Congressional Democrats face pressure from their own left flank to pass more comprehensive immigration reform, but Rep. Pramila Jayapal, a Seattle Democrat who leads the Congressional Progressive Caucus, said she would vote again for the farm workforce bill if it comes back from the Senate, even if it isn’t paired with reforms for the “dreamers” and those with Temporary Protected Status.
“They are two very separate populations,” Jayapal said in an interview. “I would vote for it, but I also think there’s no reason to not have the Dream and Promise Act with it as well.

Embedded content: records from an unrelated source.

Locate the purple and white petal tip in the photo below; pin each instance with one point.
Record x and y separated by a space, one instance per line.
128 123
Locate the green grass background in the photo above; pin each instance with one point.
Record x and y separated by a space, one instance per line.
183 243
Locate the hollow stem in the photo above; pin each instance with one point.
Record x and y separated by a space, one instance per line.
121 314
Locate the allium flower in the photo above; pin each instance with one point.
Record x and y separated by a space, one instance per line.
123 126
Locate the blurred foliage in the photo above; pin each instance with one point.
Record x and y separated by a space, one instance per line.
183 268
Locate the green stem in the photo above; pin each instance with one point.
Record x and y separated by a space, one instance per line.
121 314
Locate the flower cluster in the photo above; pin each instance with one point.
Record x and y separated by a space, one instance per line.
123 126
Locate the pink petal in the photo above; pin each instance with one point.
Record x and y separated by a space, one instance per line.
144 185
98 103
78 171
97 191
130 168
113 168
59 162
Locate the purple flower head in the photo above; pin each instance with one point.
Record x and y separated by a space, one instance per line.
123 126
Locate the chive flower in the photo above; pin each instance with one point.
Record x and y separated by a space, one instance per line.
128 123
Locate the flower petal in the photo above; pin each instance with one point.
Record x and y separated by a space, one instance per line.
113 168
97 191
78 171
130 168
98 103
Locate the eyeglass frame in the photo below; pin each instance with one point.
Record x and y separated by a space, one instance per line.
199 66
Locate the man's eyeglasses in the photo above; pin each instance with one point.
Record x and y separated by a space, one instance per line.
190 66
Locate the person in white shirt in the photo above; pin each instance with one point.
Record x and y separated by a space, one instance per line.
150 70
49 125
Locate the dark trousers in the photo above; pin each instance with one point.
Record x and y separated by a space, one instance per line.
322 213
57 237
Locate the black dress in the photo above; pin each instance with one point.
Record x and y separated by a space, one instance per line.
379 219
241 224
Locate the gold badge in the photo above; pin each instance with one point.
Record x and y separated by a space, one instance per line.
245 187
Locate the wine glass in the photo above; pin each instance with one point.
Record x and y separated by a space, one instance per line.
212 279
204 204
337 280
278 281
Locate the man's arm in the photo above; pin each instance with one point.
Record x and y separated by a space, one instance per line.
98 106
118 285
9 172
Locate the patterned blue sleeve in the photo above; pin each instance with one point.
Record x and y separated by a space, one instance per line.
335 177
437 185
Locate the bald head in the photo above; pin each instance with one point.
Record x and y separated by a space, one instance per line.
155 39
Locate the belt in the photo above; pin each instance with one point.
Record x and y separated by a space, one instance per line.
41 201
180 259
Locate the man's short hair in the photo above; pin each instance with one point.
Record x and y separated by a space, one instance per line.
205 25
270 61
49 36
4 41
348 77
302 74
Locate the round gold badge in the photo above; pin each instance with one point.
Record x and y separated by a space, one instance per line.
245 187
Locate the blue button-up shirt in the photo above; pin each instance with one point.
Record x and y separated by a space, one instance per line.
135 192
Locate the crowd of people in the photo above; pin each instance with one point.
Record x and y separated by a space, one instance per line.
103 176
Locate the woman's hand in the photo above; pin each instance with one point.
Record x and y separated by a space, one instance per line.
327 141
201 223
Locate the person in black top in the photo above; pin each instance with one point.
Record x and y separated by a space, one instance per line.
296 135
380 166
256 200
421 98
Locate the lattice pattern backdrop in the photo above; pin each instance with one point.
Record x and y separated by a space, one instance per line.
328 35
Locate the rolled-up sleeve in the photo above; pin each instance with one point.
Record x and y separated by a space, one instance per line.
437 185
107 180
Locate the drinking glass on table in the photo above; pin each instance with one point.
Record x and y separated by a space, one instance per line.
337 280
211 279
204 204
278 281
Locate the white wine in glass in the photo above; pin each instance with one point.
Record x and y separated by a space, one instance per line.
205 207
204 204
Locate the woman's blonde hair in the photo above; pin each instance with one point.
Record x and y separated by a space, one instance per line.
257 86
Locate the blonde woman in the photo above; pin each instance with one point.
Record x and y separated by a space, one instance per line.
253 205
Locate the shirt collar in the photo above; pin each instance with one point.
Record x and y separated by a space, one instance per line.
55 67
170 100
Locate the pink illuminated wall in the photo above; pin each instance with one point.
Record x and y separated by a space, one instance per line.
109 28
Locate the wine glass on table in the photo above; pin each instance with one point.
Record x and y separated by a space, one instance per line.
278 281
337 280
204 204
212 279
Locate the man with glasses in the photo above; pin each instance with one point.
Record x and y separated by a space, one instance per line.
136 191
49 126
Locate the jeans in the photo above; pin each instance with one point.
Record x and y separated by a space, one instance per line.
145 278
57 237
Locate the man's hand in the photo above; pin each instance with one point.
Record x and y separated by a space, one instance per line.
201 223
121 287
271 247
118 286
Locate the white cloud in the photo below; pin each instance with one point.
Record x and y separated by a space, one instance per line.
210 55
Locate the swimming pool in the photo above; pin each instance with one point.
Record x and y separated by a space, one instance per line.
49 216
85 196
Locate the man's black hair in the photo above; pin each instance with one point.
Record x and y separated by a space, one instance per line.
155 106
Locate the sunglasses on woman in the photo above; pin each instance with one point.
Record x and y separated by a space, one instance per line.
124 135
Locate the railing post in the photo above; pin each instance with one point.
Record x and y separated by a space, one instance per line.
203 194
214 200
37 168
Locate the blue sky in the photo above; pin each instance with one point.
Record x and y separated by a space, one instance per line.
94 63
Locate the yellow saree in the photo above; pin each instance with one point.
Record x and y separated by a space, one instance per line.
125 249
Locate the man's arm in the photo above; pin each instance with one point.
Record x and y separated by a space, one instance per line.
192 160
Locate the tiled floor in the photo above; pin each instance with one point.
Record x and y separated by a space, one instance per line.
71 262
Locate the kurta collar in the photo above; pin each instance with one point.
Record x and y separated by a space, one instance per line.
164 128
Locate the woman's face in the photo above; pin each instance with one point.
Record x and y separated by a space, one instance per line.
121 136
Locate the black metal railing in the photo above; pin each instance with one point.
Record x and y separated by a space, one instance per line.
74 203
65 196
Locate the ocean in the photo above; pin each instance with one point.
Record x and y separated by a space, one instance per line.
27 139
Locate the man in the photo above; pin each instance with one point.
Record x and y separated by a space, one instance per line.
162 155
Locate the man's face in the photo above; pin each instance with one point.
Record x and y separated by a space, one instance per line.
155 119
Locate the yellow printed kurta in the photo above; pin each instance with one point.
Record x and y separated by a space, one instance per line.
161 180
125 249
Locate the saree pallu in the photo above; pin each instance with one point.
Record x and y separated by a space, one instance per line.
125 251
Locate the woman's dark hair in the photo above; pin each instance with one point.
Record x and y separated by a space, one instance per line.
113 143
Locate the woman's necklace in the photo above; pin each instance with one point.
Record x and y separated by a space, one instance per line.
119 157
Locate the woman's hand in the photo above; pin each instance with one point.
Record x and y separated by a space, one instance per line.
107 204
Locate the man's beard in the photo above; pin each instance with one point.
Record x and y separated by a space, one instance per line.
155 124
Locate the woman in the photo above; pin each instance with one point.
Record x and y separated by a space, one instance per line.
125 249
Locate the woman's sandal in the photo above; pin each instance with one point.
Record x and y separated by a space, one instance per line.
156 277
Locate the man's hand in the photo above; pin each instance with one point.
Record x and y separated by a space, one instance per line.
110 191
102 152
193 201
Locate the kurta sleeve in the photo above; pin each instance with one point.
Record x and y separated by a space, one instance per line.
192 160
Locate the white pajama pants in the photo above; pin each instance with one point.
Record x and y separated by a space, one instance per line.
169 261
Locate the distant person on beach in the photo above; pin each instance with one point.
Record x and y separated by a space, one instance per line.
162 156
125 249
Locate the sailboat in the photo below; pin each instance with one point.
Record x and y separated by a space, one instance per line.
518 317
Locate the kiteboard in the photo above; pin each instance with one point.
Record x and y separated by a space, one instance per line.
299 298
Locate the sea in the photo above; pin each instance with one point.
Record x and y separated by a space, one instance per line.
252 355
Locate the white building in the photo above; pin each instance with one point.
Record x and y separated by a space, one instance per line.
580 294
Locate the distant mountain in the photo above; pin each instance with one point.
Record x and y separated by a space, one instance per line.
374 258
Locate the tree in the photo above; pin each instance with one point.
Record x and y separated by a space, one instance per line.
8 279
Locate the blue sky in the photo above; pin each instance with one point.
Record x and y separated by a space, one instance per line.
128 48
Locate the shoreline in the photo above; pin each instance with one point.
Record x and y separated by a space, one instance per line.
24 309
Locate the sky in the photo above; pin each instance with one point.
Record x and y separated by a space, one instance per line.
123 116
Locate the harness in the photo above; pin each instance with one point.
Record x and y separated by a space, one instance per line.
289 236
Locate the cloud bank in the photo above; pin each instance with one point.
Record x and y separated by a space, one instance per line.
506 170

I just think we have to move every vehicle we can possibly move as quickly as possible.”
Naerebout said his organization also would prefer broader reform, but he hopes passing the farm workforce bill could encourage other industries to follow.
“That’s proven over the last decade to be just too heavy of a lift,” he said of comprehensive reform. “Now we’re focused on trying to do it sector by sector, because that seems to have the most promise of success, but we do find it distasteful to be solving a problem for ourselves and not solving the same problem for other sectors of the economy.”
Jensen said while reform is long overdue, he hopes the past year has brought new urgency.
“This issue really hasn’t been fully addressed for more than three decades,” he said. “If there’s anything we’ve learned from this pandemic, it’s how critical our food supply is, but also how fragile it can be.”
If the bill doesn’t pass, Naerebout said, “We maintain the status quo, and the status quo isn’t working for the employers or the employees, and so we continue to have political ideology get in the way of productive policy that can happen.”